Germany slips into capacity payments
E.ON Avoids Shuttering Ultramodern German Combined Cycle Units Despite Profit Concerns :: POWER Magazine:
E.ON had said the highly efficient combined cycle units were unprofitable because, while Europe’s wholesale power prices had fallen by 50% since 2009, low-cost coal imports and low carbon trading prices had squeezed profit margins of power plants burning much pricier natural gas to near zero. An agreement reached between E.ON, Germany’s Federal Network Agency, and the local network operator Tennet TSO this April ensures, however, that E.ON will receive “acceptable compensation” for its fixed costs of the two units. Tennet said the units were needed to enable support of tremendous renewables growth in the country and for redispatch measures, if necessary.

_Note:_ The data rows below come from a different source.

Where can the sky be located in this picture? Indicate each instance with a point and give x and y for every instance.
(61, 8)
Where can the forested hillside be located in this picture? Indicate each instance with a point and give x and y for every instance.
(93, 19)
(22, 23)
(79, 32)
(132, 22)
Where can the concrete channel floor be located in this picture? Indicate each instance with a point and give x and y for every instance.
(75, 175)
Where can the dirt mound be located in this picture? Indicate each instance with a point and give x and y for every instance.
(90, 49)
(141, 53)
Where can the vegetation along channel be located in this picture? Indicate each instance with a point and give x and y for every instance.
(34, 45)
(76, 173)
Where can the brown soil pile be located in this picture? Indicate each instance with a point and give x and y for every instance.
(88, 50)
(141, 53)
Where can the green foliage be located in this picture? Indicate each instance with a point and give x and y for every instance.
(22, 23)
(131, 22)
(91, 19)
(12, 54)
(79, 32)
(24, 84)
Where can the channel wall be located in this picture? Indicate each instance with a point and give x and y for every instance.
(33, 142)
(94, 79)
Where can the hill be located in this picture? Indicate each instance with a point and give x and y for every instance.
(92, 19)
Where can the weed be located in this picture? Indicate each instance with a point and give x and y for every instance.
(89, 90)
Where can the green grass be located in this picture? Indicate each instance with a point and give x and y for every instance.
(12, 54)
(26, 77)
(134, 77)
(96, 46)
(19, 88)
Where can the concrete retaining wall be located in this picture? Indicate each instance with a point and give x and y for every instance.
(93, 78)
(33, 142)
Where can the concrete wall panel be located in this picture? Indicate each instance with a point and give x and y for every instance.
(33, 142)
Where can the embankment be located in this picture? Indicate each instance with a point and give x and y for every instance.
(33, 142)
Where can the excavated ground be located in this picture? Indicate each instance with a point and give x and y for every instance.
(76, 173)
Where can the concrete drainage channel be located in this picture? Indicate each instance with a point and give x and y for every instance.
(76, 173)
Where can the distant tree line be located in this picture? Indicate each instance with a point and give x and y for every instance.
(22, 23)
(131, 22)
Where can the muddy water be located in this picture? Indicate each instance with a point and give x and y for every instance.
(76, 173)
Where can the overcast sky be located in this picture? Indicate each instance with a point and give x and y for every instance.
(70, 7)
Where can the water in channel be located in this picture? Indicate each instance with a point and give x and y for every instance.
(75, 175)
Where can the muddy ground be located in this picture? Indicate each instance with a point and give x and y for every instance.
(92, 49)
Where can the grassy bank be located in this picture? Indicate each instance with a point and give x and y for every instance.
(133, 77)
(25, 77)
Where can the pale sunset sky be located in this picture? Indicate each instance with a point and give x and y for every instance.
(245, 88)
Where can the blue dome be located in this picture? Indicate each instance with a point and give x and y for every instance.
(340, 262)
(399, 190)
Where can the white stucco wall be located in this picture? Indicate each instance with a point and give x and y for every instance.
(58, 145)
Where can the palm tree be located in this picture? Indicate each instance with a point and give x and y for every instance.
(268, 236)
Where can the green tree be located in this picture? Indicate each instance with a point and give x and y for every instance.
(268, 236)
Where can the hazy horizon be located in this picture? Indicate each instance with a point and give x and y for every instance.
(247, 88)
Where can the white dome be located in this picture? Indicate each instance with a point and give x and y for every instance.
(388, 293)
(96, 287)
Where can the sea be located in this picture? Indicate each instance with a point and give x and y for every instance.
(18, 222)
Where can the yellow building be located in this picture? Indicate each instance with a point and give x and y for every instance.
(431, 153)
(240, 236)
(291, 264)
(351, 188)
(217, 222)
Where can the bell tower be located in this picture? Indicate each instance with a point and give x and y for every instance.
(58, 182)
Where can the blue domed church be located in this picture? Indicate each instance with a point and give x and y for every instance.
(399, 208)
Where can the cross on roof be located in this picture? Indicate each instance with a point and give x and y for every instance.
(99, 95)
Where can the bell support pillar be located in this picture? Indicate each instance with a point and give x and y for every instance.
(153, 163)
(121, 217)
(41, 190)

Germany’s Federal Network Agency recently ordered that fixed costs should be paid to power plants that are operated more than 10% of the time on demand of transmission operators. A paradigm market design in Germany was still necessary, as E.ON CEO Johannes Teyssen said in a statement, particularly one that provides acceptable compensation for maintaining technologically advanced, climate-friendly generating capacity. Germany is still “too fixated on megawatts,” installing wind turbine after wind turbine and solar panel after solar panel “in the belief that by doing so it has already transformed its energy system,” he added.